You are the first sticker artist I’m meeting here in Vancouver.  What motivated you to get your stickers up on the streets?  There were hardly any stickers up in my hometown, and getting my stickers up seemed like the best way to display my artwork. Getting art up in public spaces is great exposure. I live in Victoria, but I get my artwork up in Vancouver, too.  It stays up longer here than in Victoria.

What inspired you to create street art?  My first inspiration was the work by the Brazilian twins, Os Gemeos. I discovered it online a few years back, and it changed my whole idea about street art – and its possibilities.

What is your first graffiti memory?  When I was younger, I kept on seeing a particular piece on the streets. It was a simple throwie that said DF. It stuck it my mind because those are my father’s initials.

Have you any preferred spots to post your stickers and paste-ups? Any place where people can’t easily access them.  Behind steel grating works.

How do you get your materials? I buy them at office supply stores and occasionally at graffiti shops. I saved up money from when I was working. Unlike street art, I don’t think shoplifting is worth getting busted for.

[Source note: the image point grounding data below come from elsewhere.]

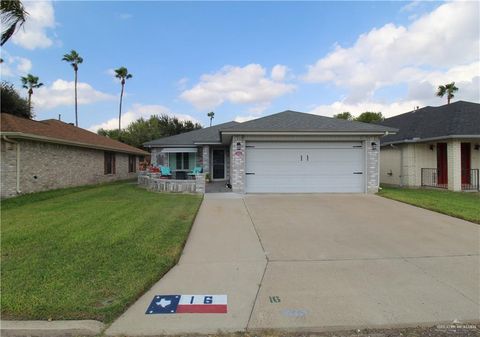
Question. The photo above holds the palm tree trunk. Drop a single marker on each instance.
(120, 112)
(76, 111)
(30, 102)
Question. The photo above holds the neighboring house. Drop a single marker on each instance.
(288, 152)
(435, 147)
(50, 154)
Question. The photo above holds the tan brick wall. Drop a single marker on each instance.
(46, 166)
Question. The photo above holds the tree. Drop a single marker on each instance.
(211, 115)
(30, 82)
(122, 74)
(370, 117)
(12, 102)
(74, 59)
(448, 89)
(13, 16)
(144, 130)
(344, 115)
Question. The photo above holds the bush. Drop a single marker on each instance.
(12, 102)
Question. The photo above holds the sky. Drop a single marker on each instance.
(244, 60)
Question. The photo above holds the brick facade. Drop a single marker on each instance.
(237, 164)
(46, 166)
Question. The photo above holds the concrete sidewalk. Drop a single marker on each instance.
(318, 262)
(222, 256)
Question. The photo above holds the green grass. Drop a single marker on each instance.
(88, 252)
(463, 205)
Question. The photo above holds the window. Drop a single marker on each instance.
(182, 161)
(132, 163)
(109, 163)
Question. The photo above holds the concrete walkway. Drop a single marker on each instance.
(322, 262)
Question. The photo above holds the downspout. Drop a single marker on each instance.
(18, 160)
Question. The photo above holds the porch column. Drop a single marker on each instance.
(206, 158)
(454, 165)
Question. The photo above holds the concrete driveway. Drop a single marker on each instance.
(315, 262)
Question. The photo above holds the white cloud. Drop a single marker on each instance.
(34, 33)
(439, 47)
(14, 66)
(61, 92)
(239, 85)
(139, 111)
(279, 72)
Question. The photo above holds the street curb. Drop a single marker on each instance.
(50, 329)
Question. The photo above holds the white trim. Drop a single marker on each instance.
(179, 150)
(303, 133)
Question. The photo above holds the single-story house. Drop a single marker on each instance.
(435, 147)
(49, 154)
(288, 152)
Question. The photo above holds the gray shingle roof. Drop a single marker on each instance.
(292, 121)
(455, 119)
(205, 135)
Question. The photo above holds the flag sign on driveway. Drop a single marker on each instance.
(184, 304)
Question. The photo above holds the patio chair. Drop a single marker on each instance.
(165, 172)
(196, 170)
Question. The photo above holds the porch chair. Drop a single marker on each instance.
(165, 172)
(196, 170)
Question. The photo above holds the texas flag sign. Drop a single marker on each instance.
(188, 304)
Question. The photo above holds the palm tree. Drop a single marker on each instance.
(211, 115)
(13, 16)
(74, 59)
(30, 82)
(122, 74)
(448, 89)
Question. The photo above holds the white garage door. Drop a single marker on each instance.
(301, 167)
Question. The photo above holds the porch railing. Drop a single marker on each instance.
(430, 178)
(470, 180)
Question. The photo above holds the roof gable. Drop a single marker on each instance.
(293, 121)
(56, 131)
(456, 119)
(205, 135)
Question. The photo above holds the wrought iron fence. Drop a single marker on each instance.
(470, 179)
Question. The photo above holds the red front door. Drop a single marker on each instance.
(465, 160)
(442, 166)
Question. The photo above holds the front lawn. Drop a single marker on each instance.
(463, 205)
(88, 252)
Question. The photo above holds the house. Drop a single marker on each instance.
(435, 147)
(288, 152)
(49, 154)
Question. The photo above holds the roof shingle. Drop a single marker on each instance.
(62, 132)
(456, 119)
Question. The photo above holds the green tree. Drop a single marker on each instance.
(344, 115)
(122, 74)
(30, 82)
(211, 115)
(448, 89)
(13, 16)
(370, 117)
(74, 59)
(144, 130)
(12, 102)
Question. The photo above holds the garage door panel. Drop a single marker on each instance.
(304, 167)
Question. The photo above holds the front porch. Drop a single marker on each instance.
(457, 167)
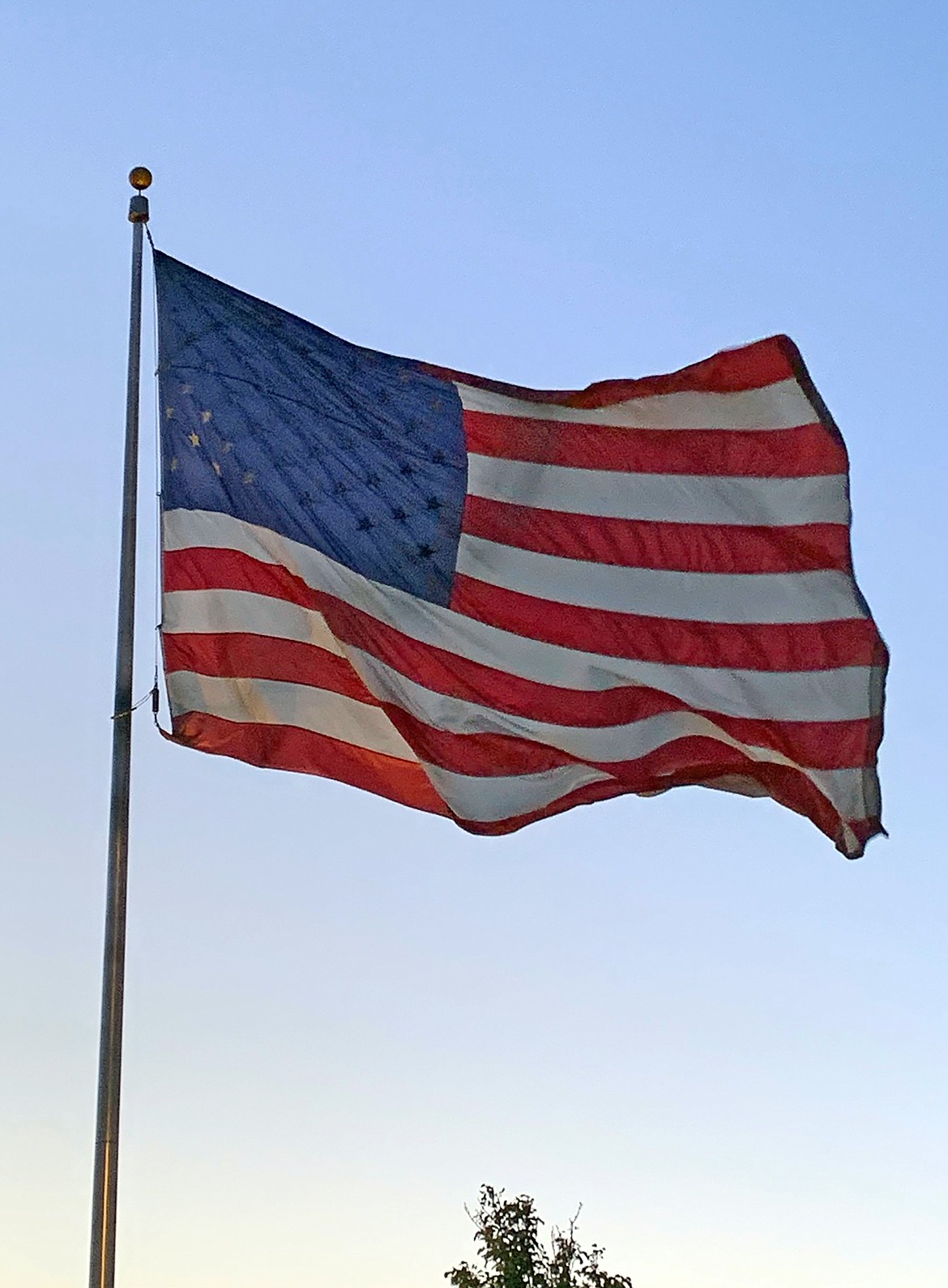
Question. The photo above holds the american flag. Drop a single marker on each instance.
(495, 603)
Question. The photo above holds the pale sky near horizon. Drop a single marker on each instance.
(688, 1014)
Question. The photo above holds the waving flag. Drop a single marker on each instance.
(496, 603)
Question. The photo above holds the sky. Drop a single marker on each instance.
(690, 1014)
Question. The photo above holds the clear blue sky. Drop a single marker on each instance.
(688, 1014)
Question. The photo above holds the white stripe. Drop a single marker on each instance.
(249, 701)
(694, 596)
(254, 701)
(778, 406)
(600, 744)
(489, 800)
(661, 497)
(843, 693)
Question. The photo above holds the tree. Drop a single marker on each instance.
(513, 1255)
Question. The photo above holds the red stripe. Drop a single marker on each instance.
(679, 546)
(797, 646)
(818, 744)
(688, 760)
(731, 371)
(213, 568)
(799, 452)
(305, 753)
(259, 657)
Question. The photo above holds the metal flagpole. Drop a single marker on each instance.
(106, 1172)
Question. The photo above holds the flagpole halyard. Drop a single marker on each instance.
(106, 1167)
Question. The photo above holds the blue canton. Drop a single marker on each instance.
(275, 421)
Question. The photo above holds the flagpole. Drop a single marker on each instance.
(106, 1168)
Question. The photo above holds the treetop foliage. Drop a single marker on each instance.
(513, 1255)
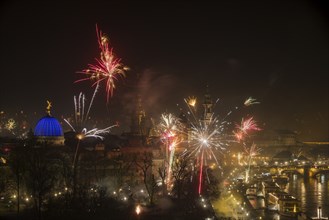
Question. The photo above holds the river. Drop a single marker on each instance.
(312, 192)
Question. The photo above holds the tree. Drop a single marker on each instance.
(17, 165)
(181, 174)
(42, 174)
(144, 163)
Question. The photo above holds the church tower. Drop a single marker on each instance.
(138, 118)
(207, 108)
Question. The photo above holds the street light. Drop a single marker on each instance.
(138, 209)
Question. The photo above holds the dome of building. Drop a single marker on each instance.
(48, 126)
(48, 130)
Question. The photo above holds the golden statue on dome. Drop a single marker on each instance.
(48, 107)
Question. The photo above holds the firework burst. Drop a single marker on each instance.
(247, 125)
(250, 101)
(108, 67)
(169, 128)
(78, 126)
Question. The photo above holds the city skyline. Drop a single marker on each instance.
(273, 51)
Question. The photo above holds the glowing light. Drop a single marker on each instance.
(138, 209)
(250, 101)
(79, 123)
(191, 101)
(107, 68)
(11, 124)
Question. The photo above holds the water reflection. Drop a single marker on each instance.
(312, 192)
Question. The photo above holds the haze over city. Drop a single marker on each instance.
(274, 51)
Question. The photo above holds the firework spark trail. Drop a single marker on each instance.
(205, 137)
(168, 128)
(252, 151)
(246, 126)
(250, 101)
(92, 100)
(80, 120)
(107, 68)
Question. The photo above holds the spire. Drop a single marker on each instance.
(48, 108)
(207, 105)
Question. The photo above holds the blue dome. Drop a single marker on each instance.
(48, 126)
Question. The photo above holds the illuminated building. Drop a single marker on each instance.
(48, 130)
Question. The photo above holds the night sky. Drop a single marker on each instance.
(274, 51)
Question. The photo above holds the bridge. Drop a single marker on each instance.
(305, 170)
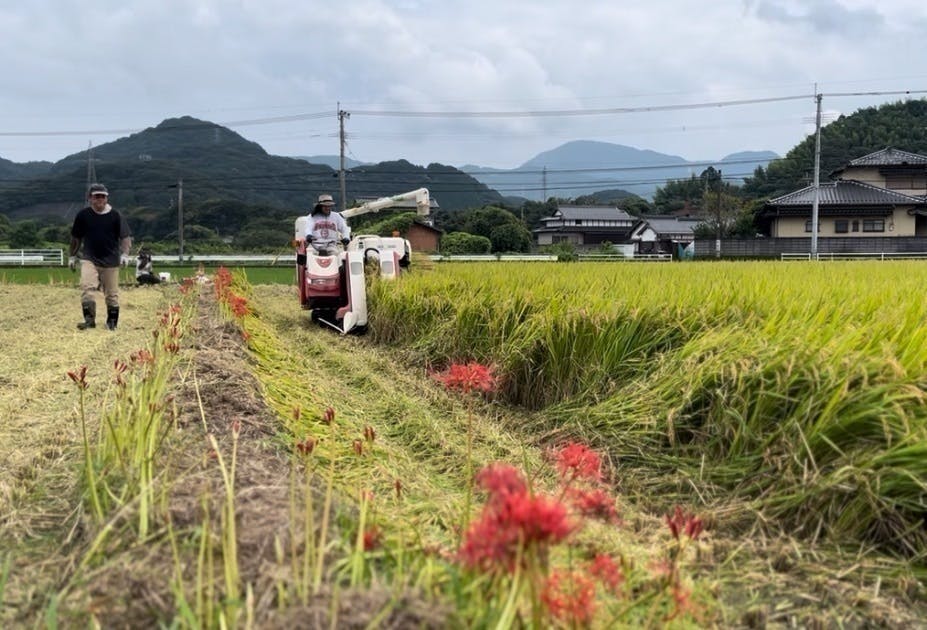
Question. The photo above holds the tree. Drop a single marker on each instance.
(25, 235)
(463, 243)
(510, 237)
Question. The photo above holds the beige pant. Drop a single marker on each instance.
(91, 277)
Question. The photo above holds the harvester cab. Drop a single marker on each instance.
(332, 284)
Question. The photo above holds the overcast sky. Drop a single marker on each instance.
(106, 68)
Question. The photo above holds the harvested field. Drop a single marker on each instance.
(235, 529)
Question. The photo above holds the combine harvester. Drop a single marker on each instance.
(332, 284)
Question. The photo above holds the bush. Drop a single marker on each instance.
(464, 243)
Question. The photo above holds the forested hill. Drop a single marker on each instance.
(215, 163)
(902, 125)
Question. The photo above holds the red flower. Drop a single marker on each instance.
(596, 503)
(569, 597)
(329, 416)
(306, 446)
(511, 519)
(501, 480)
(578, 461)
(467, 378)
(373, 538)
(607, 571)
(79, 377)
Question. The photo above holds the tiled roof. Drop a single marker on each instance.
(846, 192)
(594, 213)
(890, 157)
(671, 225)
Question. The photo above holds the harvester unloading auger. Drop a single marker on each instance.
(332, 283)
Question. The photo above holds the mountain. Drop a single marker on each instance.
(584, 167)
(213, 162)
(333, 161)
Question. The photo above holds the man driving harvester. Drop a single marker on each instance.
(327, 228)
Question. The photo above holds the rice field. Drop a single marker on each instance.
(692, 445)
(797, 387)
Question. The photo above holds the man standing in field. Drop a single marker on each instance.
(106, 241)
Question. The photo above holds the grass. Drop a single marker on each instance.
(798, 387)
(63, 276)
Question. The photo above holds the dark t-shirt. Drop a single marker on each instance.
(101, 234)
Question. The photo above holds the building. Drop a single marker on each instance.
(663, 234)
(585, 227)
(880, 194)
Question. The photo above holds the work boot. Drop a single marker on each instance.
(90, 316)
(112, 317)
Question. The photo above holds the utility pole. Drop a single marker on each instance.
(816, 194)
(544, 184)
(718, 218)
(341, 116)
(91, 169)
(180, 217)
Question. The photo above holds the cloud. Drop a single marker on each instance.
(98, 64)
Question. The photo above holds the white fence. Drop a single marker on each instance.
(21, 257)
(858, 256)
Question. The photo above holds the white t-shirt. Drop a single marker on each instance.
(327, 229)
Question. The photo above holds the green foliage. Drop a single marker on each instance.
(902, 125)
(565, 252)
(510, 237)
(386, 226)
(457, 243)
(25, 235)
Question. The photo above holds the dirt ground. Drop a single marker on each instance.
(758, 580)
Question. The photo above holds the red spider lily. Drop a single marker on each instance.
(141, 357)
(120, 367)
(501, 480)
(238, 304)
(508, 521)
(329, 416)
(466, 378)
(595, 503)
(570, 597)
(306, 446)
(684, 522)
(373, 538)
(578, 461)
(80, 377)
(608, 572)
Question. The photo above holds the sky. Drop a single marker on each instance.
(469, 82)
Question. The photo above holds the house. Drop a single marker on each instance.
(880, 194)
(663, 234)
(585, 227)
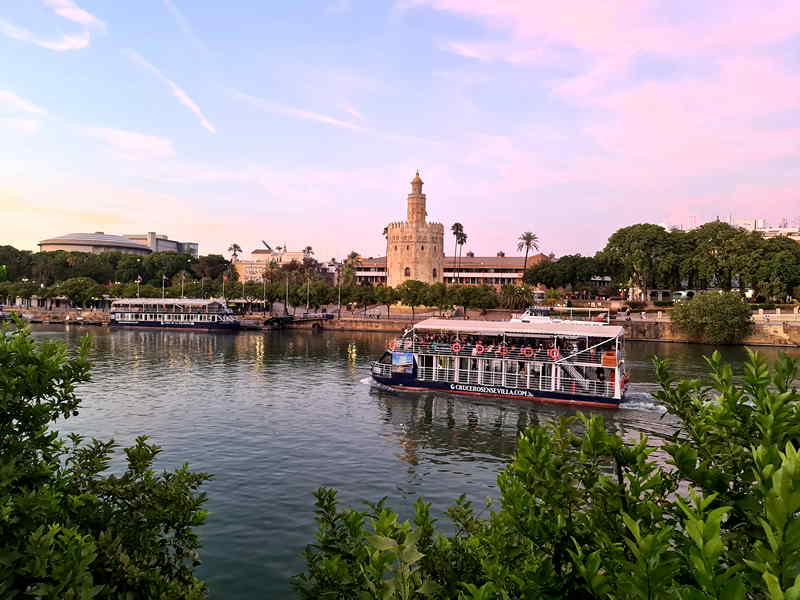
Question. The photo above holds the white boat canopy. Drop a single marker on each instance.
(543, 327)
(168, 301)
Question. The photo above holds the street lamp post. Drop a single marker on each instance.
(264, 292)
(340, 297)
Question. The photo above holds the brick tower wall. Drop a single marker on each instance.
(418, 247)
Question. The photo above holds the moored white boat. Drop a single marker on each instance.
(177, 313)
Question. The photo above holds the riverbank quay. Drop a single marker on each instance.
(785, 333)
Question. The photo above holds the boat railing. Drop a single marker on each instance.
(594, 355)
(381, 369)
(535, 381)
(171, 309)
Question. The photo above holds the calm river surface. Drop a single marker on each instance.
(276, 415)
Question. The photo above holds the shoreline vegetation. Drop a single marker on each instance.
(582, 513)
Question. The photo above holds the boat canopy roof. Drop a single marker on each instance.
(543, 327)
(170, 301)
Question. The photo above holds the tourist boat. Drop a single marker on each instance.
(530, 357)
(182, 313)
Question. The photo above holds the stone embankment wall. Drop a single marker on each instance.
(36, 315)
(378, 325)
(773, 334)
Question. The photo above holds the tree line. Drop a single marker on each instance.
(714, 255)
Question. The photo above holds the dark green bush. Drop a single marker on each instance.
(764, 305)
(585, 514)
(716, 318)
(68, 529)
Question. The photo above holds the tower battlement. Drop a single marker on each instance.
(415, 248)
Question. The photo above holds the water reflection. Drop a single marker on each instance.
(276, 415)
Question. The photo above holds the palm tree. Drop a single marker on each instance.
(234, 249)
(461, 239)
(525, 242)
(457, 229)
(386, 268)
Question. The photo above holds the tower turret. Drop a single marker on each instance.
(416, 202)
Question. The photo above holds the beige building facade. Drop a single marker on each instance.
(415, 248)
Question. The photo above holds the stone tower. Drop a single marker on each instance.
(415, 248)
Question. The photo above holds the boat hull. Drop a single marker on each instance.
(404, 383)
(222, 327)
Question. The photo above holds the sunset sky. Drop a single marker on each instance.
(303, 122)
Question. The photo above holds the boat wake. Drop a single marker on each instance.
(641, 401)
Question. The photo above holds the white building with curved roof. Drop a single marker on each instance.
(94, 243)
(99, 241)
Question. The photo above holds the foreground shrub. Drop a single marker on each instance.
(68, 529)
(583, 514)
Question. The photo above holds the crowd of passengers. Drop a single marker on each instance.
(475, 345)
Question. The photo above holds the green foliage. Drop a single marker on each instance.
(80, 290)
(585, 514)
(412, 293)
(712, 255)
(716, 318)
(569, 270)
(68, 528)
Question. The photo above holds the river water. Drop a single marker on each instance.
(276, 415)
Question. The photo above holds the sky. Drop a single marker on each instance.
(302, 123)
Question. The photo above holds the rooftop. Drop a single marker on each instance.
(506, 262)
(95, 239)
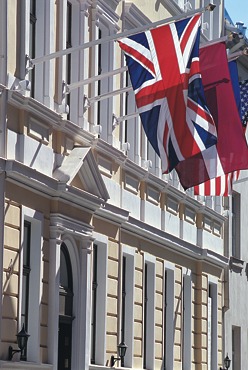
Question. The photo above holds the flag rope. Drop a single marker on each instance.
(115, 37)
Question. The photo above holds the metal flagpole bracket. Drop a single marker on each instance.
(116, 122)
(86, 102)
(210, 7)
(245, 51)
(28, 63)
(65, 89)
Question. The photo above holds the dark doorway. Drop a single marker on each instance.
(65, 310)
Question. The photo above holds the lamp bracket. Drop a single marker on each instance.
(113, 360)
(12, 352)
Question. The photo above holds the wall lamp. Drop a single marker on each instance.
(227, 363)
(22, 340)
(122, 347)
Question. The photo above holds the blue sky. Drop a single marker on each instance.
(238, 11)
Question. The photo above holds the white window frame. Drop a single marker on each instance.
(129, 253)
(136, 137)
(150, 329)
(35, 278)
(101, 310)
(169, 298)
(105, 19)
(213, 323)
(187, 319)
(44, 44)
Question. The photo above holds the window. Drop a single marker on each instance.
(212, 327)
(103, 23)
(236, 348)
(68, 45)
(30, 280)
(65, 310)
(32, 38)
(94, 305)
(26, 269)
(187, 318)
(127, 303)
(148, 312)
(98, 301)
(169, 286)
(236, 225)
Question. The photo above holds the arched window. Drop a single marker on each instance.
(65, 310)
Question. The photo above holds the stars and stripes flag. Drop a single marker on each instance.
(223, 185)
(163, 64)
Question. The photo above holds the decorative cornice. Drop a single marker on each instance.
(236, 264)
(101, 11)
(70, 225)
(165, 240)
(28, 178)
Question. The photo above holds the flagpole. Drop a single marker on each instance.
(115, 37)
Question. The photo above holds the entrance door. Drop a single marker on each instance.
(64, 358)
(65, 311)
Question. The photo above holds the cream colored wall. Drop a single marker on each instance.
(200, 283)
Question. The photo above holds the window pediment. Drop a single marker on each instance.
(80, 169)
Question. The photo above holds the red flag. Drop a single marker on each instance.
(231, 151)
(220, 186)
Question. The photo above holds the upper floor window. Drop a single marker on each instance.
(26, 269)
(68, 45)
(32, 41)
(98, 301)
(148, 312)
(30, 280)
(65, 310)
(236, 225)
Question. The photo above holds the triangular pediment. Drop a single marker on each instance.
(80, 169)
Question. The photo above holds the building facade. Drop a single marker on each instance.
(97, 246)
(235, 303)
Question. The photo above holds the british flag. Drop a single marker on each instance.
(163, 65)
(244, 101)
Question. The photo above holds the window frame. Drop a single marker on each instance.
(35, 280)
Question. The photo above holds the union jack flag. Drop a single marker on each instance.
(163, 65)
(244, 101)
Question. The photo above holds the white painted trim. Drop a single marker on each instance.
(102, 262)
(214, 325)
(129, 253)
(36, 220)
(150, 330)
(187, 319)
(169, 315)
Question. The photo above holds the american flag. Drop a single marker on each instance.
(223, 185)
(163, 65)
(244, 101)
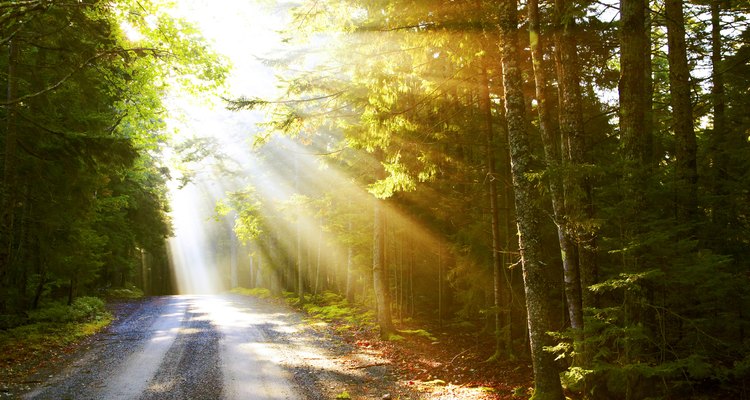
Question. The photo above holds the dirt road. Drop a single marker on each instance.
(214, 347)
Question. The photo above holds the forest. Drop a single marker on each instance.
(571, 180)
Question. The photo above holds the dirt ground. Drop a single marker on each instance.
(328, 362)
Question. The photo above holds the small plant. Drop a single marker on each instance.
(131, 293)
(261, 293)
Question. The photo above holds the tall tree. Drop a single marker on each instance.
(633, 46)
(686, 170)
(537, 275)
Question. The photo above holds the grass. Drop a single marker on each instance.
(261, 293)
(49, 331)
(127, 293)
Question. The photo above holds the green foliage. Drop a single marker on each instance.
(83, 309)
(130, 293)
(261, 293)
(419, 333)
(330, 307)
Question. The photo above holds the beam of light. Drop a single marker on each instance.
(279, 171)
(189, 249)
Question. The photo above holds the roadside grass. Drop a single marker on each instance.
(47, 333)
(261, 293)
(126, 293)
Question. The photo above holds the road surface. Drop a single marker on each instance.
(211, 347)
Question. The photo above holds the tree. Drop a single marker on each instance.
(537, 280)
(682, 110)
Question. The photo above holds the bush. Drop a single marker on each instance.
(83, 309)
(261, 293)
(125, 293)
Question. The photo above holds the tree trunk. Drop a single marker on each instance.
(568, 251)
(720, 212)
(632, 76)
(350, 268)
(9, 171)
(380, 271)
(502, 342)
(682, 112)
(537, 283)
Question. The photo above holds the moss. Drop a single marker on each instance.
(421, 333)
(131, 293)
(261, 293)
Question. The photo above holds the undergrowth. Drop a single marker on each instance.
(129, 293)
(261, 293)
(52, 327)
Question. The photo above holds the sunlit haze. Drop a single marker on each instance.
(205, 248)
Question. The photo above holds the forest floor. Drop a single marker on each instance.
(448, 363)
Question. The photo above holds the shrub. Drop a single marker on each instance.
(82, 309)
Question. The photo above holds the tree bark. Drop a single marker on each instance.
(552, 158)
(720, 210)
(682, 112)
(502, 342)
(632, 76)
(9, 171)
(536, 274)
(379, 271)
(350, 268)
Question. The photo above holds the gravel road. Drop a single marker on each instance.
(214, 347)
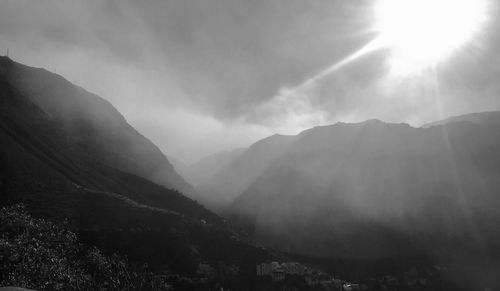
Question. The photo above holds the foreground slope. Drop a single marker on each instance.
(58, 174)
(94, 124)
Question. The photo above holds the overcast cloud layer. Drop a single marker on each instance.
(199, 76)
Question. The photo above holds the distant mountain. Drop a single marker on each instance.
(68, 154)
(203, 171)
(482, 118)
(374, 190)
(241, 169)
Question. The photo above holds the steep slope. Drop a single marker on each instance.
(56, 175)
(377, 190)
(94, 124)
(233, 178)
(204, 170)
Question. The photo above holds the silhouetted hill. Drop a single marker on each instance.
(482, 118)
(375, 190)
(76, 160)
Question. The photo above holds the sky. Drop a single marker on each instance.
(202, 76)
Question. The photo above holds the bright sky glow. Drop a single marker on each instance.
(420, 33)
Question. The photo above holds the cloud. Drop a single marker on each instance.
(225, 73)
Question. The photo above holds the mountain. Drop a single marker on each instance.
(375, 191)
(69, 155)
(203, 171)
(482, 118)
(241, 170)
(94, 124)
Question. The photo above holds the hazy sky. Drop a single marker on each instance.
(199, 76)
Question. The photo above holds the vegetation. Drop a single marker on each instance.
(39, 254)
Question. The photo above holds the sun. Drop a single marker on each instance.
(421, 33)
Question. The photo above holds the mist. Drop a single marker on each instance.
(224, 72)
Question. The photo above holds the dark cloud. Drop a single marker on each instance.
(219, 71)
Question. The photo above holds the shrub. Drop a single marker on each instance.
(39, 254)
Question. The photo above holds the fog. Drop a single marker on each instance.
(223, 73)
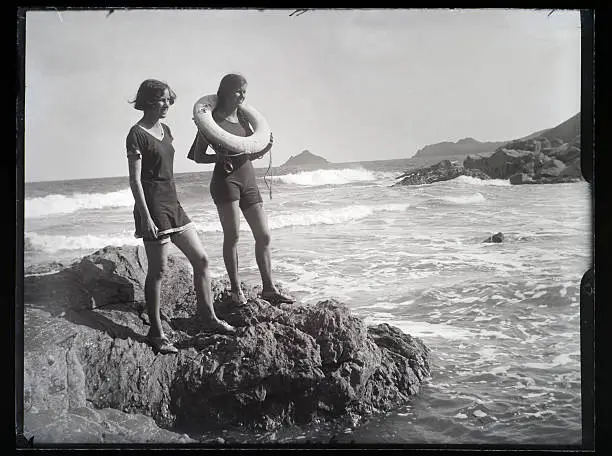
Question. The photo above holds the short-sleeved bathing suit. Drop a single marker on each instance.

Do you represent any crews?   DMT. It’s small and has lost some members, but I never lost interest in representing it. It stands for Dimethyltryptamine, a natural, extremely potent, psychedelic and it represents the style of many of its members’ artwork.  And more recently I joined an art collective called the Holochron, which focuses on cutting-edge West Coast artists working in all kinds of mediums.

Have you ever been arrested? No, but I’ve had some close calls.  I had to be really careful about the time of the Winter Olympics. Vancouver was trying to be as graffiti-free as possible.  I try to look like a respectable member of society when I’m getting up. To cast suspicion off me, I sometimes wear a tie.

What is your family’s attitude to what you do?  They seem indifferent towards graffiti and what I do on the streets. But they’re supportive of my goal of working as an artist.

Have you ever exhibited your work? It’s been up in tattoo shops and toy stores. But I prefer the street as my gallery.

Have you had any formal art training? I studied for one year at an art college and I learned Japanese for a year.

Japanese? Yes, I’m very interested in the Japanese aesthetic.  Not what the words mean, but how they look.

Who are some of your favorite artists? Tokyo-based Trevor Brown, DAIM and Camilla D’Errico – who is here in Vancouver.

Any other passions? Music production

What do you see yourself doing in five years? I’ll still be doing art, of course. And I hope to be working as a graphic designer or doing anything where I get paid to be creative. I want to have a job where I can happily support my creativity.

That’s the best kind of job anyone could have! Good luck!